A Study on Hydrothermal Grown CdS Nanospheres: Effects of Cd/S Molar Ratio


Yılmaz S., Tomakin M., UNVERDI A., ABOGHALON A.

GAZI UNIVERSITY JOURNAL OF SCIENCE, cilt.32, sa.4, ss.1271-1281, 2019 (ESCI) identifier identifier

  • Yayın Türü: Makale / Tam Makale
  • Cilt numarası: 32 Sayı: 4
  • Basım Tarihi: 2019
  • Doi Numarası: 10.35378/gujs.513525
  • Dergi Adı: GAZI UNIVERSITY JOURNAL OF SCIENCE
  • Derginin Tarandığı İndeksler: Emerging Sources Citation Index (ESCI), Scopus, TR DİZİN (ULAKBİM)
  • Sayfa Sayıları: ss.1271-1281
  • Anahtar Kelimeler: CdS nanospheres, Hydrothermal method, SEM, Aptical properties, Electrical data, THIN-FILMS, OPTICAL-PROPERTIES, NANOCRYSTALLINE CDS, SOLVOTHERMAL SYNTHESIS, ONE-STEP, PHOTOLUMINESCENCE, NANOPARTICLES, SALTS
  • Recep Tayyip Erdoğan Üniversitesi Adresli: Evet

Özet

The study reports the influences of altering of Cd/S molar ratio on some physical properties of hydrothermal grown CdS nanospheres. Cd/S molar ratios were chosen as 1:0.5, 1:1, 1:2, 1:3 and 1:4 in the stock solution. X-ray diffraction (XRD) data showed the occurrence of nano-amorphous CdS structure. Scanning electron microscopy (SEM) conclusions illustrated that increasing Cd/S molar ratio up to 1:3 caused a growth in the sphere size whereas further rising of Cd/S molar ratio led to smaller sphere size.
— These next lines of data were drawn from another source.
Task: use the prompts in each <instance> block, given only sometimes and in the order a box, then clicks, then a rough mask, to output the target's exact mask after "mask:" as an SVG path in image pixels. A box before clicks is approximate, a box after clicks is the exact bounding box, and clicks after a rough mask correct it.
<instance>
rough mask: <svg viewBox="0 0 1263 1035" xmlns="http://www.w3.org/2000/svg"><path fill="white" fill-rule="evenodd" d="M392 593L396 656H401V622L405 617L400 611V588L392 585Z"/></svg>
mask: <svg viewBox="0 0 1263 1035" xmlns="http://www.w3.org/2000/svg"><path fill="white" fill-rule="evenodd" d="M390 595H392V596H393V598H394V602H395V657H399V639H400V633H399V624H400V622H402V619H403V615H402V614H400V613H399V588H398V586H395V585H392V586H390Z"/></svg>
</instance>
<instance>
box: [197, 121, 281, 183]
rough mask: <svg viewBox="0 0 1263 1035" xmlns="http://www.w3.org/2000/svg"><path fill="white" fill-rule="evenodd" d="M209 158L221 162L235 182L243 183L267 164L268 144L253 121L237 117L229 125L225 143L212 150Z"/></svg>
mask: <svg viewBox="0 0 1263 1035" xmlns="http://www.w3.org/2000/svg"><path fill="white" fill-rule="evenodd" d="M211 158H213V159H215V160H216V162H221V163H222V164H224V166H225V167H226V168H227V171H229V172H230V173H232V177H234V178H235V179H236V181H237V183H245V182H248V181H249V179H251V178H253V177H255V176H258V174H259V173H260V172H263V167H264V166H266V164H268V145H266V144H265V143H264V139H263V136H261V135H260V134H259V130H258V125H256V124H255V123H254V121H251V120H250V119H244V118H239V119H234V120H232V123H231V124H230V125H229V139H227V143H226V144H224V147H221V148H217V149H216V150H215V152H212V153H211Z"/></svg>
The presence of Cd and S atoms in CdS structure was approved by Energy dispersive x-ray spectroscopy (EDS) analysis. Optimum transparency was found by Cd/S molar ratio of 1:3. Band gap scores of CdS nanospheres were determined to be above 2.60 eV that was bigger than bulk CdS (2.42 eV) because of quantum confinement effect. Photoluminescence (PL) results showed that a gradual decrease in each peak was attained upon increasing Cd/S molar ratio, which could be due to the formation non-radiative recombination phenomenon. Electrical data demonstrated that CdS nanosphere having Cd/S molar ratio of 1:1 exhibited the best carrier density (1.48 x 10(15)cm(-3)) and resistivity (1.27x10(3)Omega.cm) values. Thus, it can be deduced that Cd/S molar ratio of 1:3 was obtained to be optimum one since it possesses both bigger sphere size and better transparency, facilitating the effective use of CdS nanospheres in the solar cells.